His work highlights both the negative and positive aspects that result from the relationship between the human species and its environment. He naturally maintains a very strong connection with the animal and plant world; portraits of animals punctuate his journey. He enjoys representing and revealing the beauty of nature.
He also explores futuristic and science-fictional universes through his dystopias. His scenes where individuals wearing helmets move in an environment with mostly abstract colors respond to this dystopian orientation.
There is a desire to show other universes, other worlds, other realities; color being the preferred vehicle of these "Others," within which wandering is the theme addressed. Wandering as a passive driver of chromatic exploration.
Pictorial Language
He resorts to portraiture to emphasize his discourse through the individuals represented: these are as many witnesses who find themselves spectators of a real or unreal environment. Are they avatars within virtual worlds? Are they individuals immersed in an alternative reality?

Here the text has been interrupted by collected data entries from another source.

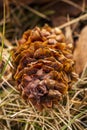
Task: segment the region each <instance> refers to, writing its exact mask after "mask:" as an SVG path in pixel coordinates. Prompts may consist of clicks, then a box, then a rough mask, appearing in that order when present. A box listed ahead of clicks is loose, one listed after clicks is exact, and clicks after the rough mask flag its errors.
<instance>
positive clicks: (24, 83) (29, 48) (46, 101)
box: [13, 25, 75, 109]
mask: <svg viewBox="0 0 87 130" xmlns="http://www.w3.org/2000/svg"><path fill="white" fill-rule="evenodd" d="M13 61H14V65H15V67H16V72H15V75H14V78H15V80H16V81H17V84H18V89H19V91H20V92H21V93H22V96H23V98H24V99H25V100H26V101H27V102H28V101H31V102H32V103H33V104H34V105H35V106H36V107H37V108H39V109H40V108H43V107H45V106H46V107H52V105H53V104H54V103H58V101H60V100H61V99H62V97H63V95H64V94H66V92H67V91H68V90H69V89H70V88H71V84H72V83H73V81H75V74H74V61H73V60H72V46H71V44H66V41H65V37H64V35H63V34H62V32H61V30H59V29H58V28H50V27H49V26H47V25H45V26H44V27H43V28H39V27H35V28H34V29H32V30H28V31H27V32H25V33H24V34H23V37H22V39H21V40H19V45H18V46H17V48H16V49H15V50H14V53H13Z"/></svg>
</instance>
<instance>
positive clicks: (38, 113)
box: [0, 5, 87, 130]
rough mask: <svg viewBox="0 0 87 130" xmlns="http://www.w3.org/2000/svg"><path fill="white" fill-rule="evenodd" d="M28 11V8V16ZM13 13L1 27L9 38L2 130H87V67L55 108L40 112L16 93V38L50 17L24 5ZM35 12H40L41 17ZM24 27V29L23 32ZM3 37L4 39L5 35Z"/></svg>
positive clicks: (31, 103)
mask: <svg viewBox="0 0 87 130" xmlns="http://www.w3.org/2000/svg"><path fill="white" fill-rule="evenodd" d="M24 8H26V9H28V10H27V11H28V13H27V14H28V15H27V17H25V13H26V9H25V10H24ZM10 12H11V13H10V14H9V17H8V15H6V18H5V19H6V22H5V20H2V21H1V24H0V28H3V27H2V26H3V24H5V25H4V26H6V30H4V31H5V34H6V37H7V39H8V40H7V39H6V38H5V37H4V43H5V44H4V45H3V53H2V60H1V61H0V63H1V62H2V61H4V67H3V68H4V69H3V71H2V73H1V74H2V75H1V79H0V130H15V129H17V130H87V66H86V67H85V68H84V71H83V73H82V76H81V78H80V79H78V81H77V82H76V84H74V85H73V87H72V90H71V91H70V92H69V93H67V95H66V96H65V97H64V98H63V101H62V102H59V103H58V105H54V106H53V108H52V109H47V108H46V109H44V110H43V111H41V112H40V111H37V110H36V109H35V108H34V106H33V105H32V103H31V102H30V103H29V104H26V103H25V101H24V100H23V99H22V97H21V96H20V94H19V92H18V91H17V90H16V87H17V86H16V84H15V83H14V81H13V79H12V71H11V70H12V69H14V68H13V66H12V63H11V58H10V53H9V52H10V49H11V48H13V47H14V43H15V39H16V41H17V39H18V38H19V37H20V36H21V34H22V33H23V31H24V30H26V29H27V28H30V27H31V28H32V27H33V26H35V25H36V24H38V22H39V20H40V17H45V18H47V16H45V15H43V14H41V13H39V12H35V10H34V9H33V10H31V8H29V7H23V5H22V9H21V6H17V7H16V6H15V7H14V9H12V10H11V8H10ZM30 12H32V13H30ZM34 13H37V17H36V15H35V14H34ZM38 15H39V16H38ZM85 16H87V14H86V15H85ZM11 18H12V19H11ZM33 18H35V20H34V21H33ZM20 19H21V22H20ZM78 19H79V18H78ZM27 20H30V22H27ZM78 21H79V20H78ZM78 21H77V22H78ZM4 22H5V23H4ZM25 23H26V24H25ZM70 24H73V23H72V21H70V22H69V23H68V25H70ZM22 26H24V27H23V30H21V28H22ZM64 27H65V25H64ZM17 36H18V37H17ZM0 37H1V39H3V34H2V32H0ZM9 41H10V42H9ZM16 43H17V42H16ZM0 48H1V47H0ZM1 49H2V48H1ZM0 69H2V68H0Z"/></svg>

Furthermore, Guillaume is constantly searching to renew his pictorial language; thus, the aesthetics of his works can take on a polymorphic veil. This reflects the need to explore new angles and facets of reality through the use of color specific to each.
Figurative Work
He focuses on the study and work of local color within heterogeneous compositions and at several levels of interpretation: portraits of anonymous people wearing VR headsets, representations of a ravaged nature, the impact of pollution on animal and human life... These works lead us both to contemplation and reflection, to question our actions, our behaviors, our society.